Inspiration

After a few rounds of chatting with an AI like Gemini or ChatGPT, the conversation easily turns into an endless waterfall of text. It becomes almost impossible to find what you said earlier — no structure, no overview.

We looked for a fix, but existing TOC extensions only read <h1–h6> headings, and chat visualizers for GPT show nice graphs but no semantic titles or clickable jumps. That’s when we thought: what if a TOC could use local AI to guide users through long AI chats?

Our goal was to bring clarity and structure back to chaotic AI chats — through design that feels simple, human, and intuitive.

We aimed not just to fix a problem, but to inspire new ideas in chatbot UI design, moving beyond the static layouts that haven’t evolved since 2022.

What it does

TOCwise brings structure and clarity back to long, chaotic webpages.

Built on Chrome’s on-device Gemini Nano, it runs fully offline and private, turning any chat or article into a semantic, clickable table of contents.

Key Highlights

  • AI Semantic Titles & Bullet Summaries – Each section first gets a concise title, and users can then expand to generate a bullet-point summary on demand.
  • Adaptive Segmentation – Works seamlessly on Gemini, ChatGPT, Claude, Qwen, and structured blogs or docs.
  • Click & Jump – One click takes you exactly where you left off.
  • Edit & Pin – Refine titles or bookmark key sections instantly.
  • Search & Highlight – Find what you need within seconds.
  • 100% Local – All AI runs locally via Gemini Nano for privacy and speed.
  • Dark Mode + Material Design – Clean and minimal.

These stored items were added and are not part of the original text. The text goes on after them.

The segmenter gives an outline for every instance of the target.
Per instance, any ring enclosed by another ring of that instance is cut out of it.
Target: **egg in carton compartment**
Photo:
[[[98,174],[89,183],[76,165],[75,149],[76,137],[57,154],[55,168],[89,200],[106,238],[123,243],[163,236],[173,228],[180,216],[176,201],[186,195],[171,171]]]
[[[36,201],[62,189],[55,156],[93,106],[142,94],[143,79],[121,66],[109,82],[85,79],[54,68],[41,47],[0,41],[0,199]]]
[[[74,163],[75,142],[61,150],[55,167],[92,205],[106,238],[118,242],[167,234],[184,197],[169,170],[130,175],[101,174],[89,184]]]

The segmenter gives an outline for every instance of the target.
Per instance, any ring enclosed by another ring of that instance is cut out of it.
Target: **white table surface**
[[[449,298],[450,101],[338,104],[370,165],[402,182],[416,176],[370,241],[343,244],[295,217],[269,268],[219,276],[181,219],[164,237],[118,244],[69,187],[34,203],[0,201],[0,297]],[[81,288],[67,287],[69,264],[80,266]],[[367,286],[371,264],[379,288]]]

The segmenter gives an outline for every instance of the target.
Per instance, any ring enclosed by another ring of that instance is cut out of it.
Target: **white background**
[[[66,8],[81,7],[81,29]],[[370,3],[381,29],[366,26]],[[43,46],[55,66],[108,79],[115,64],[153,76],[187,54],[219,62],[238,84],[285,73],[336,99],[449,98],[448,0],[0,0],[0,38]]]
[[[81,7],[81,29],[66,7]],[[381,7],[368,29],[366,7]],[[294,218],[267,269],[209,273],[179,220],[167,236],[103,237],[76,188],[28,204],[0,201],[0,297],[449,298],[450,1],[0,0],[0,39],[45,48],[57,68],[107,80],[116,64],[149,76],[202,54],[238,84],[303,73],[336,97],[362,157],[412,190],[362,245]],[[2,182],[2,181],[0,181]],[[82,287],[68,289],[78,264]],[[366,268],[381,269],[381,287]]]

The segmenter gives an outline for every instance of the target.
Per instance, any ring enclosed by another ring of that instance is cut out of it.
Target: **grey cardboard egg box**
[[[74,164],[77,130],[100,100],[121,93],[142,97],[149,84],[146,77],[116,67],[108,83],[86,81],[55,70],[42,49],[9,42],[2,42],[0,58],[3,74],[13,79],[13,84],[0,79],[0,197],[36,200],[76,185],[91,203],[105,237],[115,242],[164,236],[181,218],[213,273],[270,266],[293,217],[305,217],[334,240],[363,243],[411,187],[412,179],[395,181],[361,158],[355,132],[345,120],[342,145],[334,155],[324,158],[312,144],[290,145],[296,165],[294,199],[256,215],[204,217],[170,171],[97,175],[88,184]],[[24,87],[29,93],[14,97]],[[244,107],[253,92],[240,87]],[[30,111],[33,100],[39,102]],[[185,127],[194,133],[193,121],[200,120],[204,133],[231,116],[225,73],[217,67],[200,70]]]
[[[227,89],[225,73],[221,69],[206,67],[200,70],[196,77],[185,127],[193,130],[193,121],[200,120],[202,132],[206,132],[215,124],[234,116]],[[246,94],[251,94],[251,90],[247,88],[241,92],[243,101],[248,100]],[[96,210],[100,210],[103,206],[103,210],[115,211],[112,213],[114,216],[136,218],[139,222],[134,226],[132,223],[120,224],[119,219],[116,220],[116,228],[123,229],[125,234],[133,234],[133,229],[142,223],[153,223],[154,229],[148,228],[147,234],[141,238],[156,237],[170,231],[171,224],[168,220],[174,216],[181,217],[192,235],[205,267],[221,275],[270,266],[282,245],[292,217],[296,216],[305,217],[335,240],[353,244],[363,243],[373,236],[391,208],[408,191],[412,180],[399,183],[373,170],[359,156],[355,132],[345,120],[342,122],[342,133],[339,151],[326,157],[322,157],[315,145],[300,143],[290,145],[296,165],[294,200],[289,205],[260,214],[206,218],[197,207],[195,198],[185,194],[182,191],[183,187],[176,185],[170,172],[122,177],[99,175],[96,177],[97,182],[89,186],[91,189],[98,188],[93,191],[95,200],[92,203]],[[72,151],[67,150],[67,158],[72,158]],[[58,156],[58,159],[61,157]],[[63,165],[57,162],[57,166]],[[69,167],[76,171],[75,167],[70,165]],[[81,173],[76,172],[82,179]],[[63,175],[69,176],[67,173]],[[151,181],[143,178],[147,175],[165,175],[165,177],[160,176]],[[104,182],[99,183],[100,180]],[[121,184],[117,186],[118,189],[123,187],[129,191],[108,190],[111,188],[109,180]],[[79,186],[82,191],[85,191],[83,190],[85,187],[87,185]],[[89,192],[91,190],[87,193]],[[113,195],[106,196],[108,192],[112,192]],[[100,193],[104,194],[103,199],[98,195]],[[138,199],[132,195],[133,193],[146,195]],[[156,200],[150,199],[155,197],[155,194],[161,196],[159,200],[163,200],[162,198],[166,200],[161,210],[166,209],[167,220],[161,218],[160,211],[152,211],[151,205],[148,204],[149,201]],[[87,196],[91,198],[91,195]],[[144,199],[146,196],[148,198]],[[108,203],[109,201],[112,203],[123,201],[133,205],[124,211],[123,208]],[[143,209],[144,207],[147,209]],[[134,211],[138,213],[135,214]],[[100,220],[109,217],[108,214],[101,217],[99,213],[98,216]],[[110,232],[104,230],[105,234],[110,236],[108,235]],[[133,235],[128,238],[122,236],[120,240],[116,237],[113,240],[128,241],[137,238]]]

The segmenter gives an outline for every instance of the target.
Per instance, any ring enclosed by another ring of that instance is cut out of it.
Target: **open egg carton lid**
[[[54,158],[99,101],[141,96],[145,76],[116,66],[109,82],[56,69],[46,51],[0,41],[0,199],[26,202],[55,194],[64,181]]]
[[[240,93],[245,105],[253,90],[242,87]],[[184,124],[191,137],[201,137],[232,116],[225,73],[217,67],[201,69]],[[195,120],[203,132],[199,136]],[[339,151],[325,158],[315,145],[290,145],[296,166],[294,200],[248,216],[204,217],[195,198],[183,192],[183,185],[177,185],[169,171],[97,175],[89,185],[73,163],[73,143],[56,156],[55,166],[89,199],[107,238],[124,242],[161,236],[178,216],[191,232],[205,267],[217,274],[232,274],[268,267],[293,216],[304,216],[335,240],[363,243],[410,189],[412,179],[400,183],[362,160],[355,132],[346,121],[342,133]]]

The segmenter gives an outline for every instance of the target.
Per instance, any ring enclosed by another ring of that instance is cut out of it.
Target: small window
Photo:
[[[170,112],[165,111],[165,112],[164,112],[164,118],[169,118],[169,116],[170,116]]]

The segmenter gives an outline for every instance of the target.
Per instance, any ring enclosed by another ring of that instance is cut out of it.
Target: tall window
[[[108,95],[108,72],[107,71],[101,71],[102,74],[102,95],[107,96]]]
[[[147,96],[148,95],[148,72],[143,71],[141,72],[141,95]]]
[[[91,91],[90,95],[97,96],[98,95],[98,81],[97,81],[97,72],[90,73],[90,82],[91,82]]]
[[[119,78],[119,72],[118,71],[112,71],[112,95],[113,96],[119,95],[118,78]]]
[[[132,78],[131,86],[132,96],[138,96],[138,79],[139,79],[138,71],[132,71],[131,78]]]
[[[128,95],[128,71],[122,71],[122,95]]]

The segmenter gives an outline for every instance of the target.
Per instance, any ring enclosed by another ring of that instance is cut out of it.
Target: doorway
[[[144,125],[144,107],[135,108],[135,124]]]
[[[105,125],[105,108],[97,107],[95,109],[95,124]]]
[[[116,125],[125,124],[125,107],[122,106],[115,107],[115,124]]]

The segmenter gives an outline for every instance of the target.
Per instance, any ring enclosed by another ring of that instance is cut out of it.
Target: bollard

Every part of TOCwise follows one rule: simple by default, powerful on demand.

How we built it

We built it as a Chrome Extension (MV3) using Summarizer API of Gemini Nano, Chrome’s built-in on-device AI model.

  • segment.js adapts segmentation rules for different layouts (Gemini, ChatGPT, Claude, Qwen, blogs).
  • content.js bridges the webpage and AI: segments content, requests AI generation, and syncs outlines with the sidebar.
  • llm.js calls the local Gemini Nano API to generate concise titles and one-line summaries.
  • sidebar.js handles search, editing, pinning, dark mode, and precise scroll navigation.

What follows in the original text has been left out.